“你可知我被送去邊關遭受了怎樣的折磨?他們沒有人把我當人,他們只將我視作豬狗,視作畜生,視作隨時凌辱隨時拋棄的廢物,你可知道我身上留下了多少傷痛,你可知道我曾被他們綁在那,被不計其數的人欺辱了一夜,就連我的阿孃也為了保護我,被人拖下去施以死刑,連屍骨都不曾留下!”
看到李綏蹙起的雙眉,看著她光鮮的衣裙,九歌停止了嘶吼,笑著落下淚道:“你們不會知道,你們這些高高在上的貴人們,都只將我們當作一個玩物,何曾會在意這些——”
說到此,九歌側眸冷冷看著李綏嗤笑道:“你殺了我罷,你若不殺了我,我也必將會將我所遭受的一切都還回去,如今你設局誆我進來,不就是為此?”
“動手罷,如你那位心狠手辣的姑母一般,畢竟,殺我於你們而言不過是捏死一隻螻蟻。”
話音落下,李綏沒有說話,只是站起身來,一步一步緩緩走至九歌的面前,當二人近距離地對視著,看向九歌冷嘲熱諷的模樣,李綏卻是忽地抬起手來給了九歌一個耳光。
隨著“啪——”地一聲響,九歌震驚般看向面前人,卻只看到李綏雲淡風輕地道:“清醒了嗎?”
“你!”
眼看九歌就要撲上來,玉奴當即將其死死困住不得動彈,而下一刻,李綏捏住了九歌的下頜,一字一句道:“你很聰明,方才在堂前你擔心自己被人設局,擔心會有人對你不利,所以示意身邊的婢女去請二郎了不是嗎?”
看到九歌眸中的驚訝,李綏卻是笑著道:“你想激怒我殺了你,讓我和二郎之間生出間隙來,對嗎?”
說著話,李綏漸漸收緊捏住其下頜的右手,因為平日裡擅騎射劍術,手上的勁足以大到令九歌吃痛,眼看其痛到眉目皺起也不肯低下頭來,李綏終於道出了最後一句話:“當初那些藥那些酒迷了二郎的心智,犯了錯,也迷了你的心智嗎?”

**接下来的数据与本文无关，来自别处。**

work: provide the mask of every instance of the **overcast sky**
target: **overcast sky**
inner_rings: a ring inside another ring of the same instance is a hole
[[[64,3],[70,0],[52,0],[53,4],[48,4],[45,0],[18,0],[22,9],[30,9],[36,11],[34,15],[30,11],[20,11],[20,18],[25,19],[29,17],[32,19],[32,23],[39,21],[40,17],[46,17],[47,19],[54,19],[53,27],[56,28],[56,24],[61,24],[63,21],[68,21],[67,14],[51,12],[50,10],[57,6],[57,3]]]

看到九歌臉色瞬時變化,李綏逼視著她一字一句道:“你愛他,你明知這其後的危險,卻還是忍不住為此犯險不是嗎?”
“我沒有!”
看到九歌臉色大變,李綏鬆開了手,分外冷靜地道:“那一夜,二郎有錯,又何嘗不是你自己的選擇,你本可以被放出去,風光嫁給尋常人家,可你最終還是選擇了他——”
聽到李綏的話,九歌彷彿被擊碎了最後的堅硬偽裝,臉色一點一點晦敗,目光一點一點黯然,一滴又一滴的淚滑落下來,早已溼了面龐。
“你自小陪伴他,待他大婚後,你本可讓他納你入房——”
“不會的,不會的——”
聽到李綏的話,九歌自嘲地搖著頭,任憑淚水滑落地道:“他從來就沒有愛過我,從來沒有——”
“他愛的是你——”
九歌抬起頭來,苦笑地看向李綏,再一此堅定地道:“自始至終他愛的都是你,因為和你在一起他可以高興一整天,因為和你爭執吵架他會難過整夜,就連那一夜——”
九歌說到此,晶瑩的淚珠劃過臉頰,刀一般刮的臉頰生疼,心也生疼。
“也不過是因為和你在擊鞠場上的爭執而自責不已,愧疚不已,他想要等的從來不是我,只是你罷了。那夜,是我第一次看到他哭著乞求,他說楊家嫡長子這個身份於他本是枷鎖,是桎梏,可當這樣的身份可以留住你時,他卻第一次為這個身份感到慶幸——”
說到此,九歌看向李綏沒有了方才的恨意,亦沒有了那些嘶吼,只是再平靜不過地,變成了一個為情所困的人。
“我想要留在他身邊,可我害怕,害怕他日有你陪在身邊後,他的眼裡只有你,再也不會留下我。”
看到這一幕,看著面前人垂下頭,沒入陰影之中,雙肩聳動,彷彿一縷無法被救贖的孤魂,李綏沒有再說下去。
因為她未曾感同身受,無話可說。
但她知道,她雖不知情為何物,卻也絕不願為情將自己困住,變成這般模樣。